Autres temps, autres amendements
Le débat n’est pas nouveau. En 2015 déjà, un amendement similaire avait été proposé lors des discussions autour de la loi de finances. Cet amendement avait rencontré une opposition farouche de la part des députés du PJD. Ironie du sort, c’est ce même parti qui est à l’origine de la proposition dans le cadre du PLF 2017. Selon le quotidien Akhbar Al Yaoum, réputé proche du parti à la lampe, c’est Idriss El Azami El Idrissi, président du groupe parlementaire du PJD, qui serait à l’origine de cet amendement.

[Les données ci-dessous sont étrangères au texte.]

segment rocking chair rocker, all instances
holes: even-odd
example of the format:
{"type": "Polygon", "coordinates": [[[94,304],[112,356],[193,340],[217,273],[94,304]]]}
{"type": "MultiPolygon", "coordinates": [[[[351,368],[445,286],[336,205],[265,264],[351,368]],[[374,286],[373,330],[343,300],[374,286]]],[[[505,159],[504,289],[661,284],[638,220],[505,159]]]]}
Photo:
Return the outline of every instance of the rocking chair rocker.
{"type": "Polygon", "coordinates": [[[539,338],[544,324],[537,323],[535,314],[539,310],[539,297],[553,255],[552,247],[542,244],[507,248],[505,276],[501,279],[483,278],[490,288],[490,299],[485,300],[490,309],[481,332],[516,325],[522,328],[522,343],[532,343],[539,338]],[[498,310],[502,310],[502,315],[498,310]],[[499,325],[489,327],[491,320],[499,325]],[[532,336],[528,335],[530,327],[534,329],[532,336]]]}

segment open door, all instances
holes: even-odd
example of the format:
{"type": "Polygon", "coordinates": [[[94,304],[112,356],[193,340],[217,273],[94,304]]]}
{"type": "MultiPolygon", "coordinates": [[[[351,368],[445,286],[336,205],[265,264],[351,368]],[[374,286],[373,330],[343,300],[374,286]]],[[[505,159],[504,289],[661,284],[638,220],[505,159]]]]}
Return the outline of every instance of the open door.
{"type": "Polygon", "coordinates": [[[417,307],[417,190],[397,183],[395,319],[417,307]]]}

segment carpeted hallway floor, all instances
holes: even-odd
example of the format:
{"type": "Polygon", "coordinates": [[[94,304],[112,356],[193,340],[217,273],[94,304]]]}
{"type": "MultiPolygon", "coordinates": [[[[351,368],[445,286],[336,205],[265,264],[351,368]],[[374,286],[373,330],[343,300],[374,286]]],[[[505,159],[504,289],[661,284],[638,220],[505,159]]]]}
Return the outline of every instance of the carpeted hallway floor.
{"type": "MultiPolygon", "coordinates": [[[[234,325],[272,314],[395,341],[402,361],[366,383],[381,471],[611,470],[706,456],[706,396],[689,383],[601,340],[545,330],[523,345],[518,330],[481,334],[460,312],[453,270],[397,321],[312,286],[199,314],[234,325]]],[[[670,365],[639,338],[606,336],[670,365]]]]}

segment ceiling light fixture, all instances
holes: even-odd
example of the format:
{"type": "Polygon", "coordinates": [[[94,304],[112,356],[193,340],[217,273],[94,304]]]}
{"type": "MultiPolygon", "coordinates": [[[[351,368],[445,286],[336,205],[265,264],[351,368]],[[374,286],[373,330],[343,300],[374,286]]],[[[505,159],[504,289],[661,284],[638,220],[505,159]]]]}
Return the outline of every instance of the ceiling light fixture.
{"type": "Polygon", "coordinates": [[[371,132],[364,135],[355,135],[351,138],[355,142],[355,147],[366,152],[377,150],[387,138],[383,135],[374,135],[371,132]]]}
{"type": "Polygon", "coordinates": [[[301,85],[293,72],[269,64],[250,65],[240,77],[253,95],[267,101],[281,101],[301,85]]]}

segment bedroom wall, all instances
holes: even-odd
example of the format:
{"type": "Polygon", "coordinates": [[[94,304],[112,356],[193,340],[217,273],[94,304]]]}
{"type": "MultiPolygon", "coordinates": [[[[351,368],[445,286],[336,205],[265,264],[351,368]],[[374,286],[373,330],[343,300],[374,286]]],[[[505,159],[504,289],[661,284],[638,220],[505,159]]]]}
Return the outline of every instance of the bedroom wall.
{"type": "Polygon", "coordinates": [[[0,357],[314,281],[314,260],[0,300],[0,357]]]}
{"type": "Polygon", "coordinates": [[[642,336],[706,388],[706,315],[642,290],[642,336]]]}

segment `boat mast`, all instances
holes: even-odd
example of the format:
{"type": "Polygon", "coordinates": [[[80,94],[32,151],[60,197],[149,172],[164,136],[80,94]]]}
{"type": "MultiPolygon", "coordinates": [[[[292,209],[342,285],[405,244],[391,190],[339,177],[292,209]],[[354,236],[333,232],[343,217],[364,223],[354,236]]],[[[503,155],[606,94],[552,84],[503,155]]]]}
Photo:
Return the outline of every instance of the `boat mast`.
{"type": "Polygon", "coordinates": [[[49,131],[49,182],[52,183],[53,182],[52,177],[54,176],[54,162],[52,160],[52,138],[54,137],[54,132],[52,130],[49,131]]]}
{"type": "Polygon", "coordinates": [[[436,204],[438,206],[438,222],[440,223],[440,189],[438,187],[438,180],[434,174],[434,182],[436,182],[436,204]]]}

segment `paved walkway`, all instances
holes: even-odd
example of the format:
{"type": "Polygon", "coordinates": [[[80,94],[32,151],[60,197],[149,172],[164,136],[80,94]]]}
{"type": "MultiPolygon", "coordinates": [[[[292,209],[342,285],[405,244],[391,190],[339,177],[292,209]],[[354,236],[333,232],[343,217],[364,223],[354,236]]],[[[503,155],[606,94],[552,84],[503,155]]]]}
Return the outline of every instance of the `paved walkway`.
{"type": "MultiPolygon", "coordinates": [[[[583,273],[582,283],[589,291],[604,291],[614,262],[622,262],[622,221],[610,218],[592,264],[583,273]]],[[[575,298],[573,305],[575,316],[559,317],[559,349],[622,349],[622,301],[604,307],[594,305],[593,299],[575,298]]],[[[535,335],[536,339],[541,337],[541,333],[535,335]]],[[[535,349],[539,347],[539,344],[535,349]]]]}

« Entre 2015 et 2017, ils ont mis la main sur beaucoup de villes et de municipalités. Ils défendent donc les intérêts de leurs communes, car une commune placée sous mesure de saisie équivaudrait à une faillite, ce qui renforce l’idée d’un problème de gestion aux yeux du citoyen« , analyse Mustapha Sehimi. Le politologue rappelle qu’Idriss El Azami El Idrissi est aussi le président de l’Association des présidents des communes.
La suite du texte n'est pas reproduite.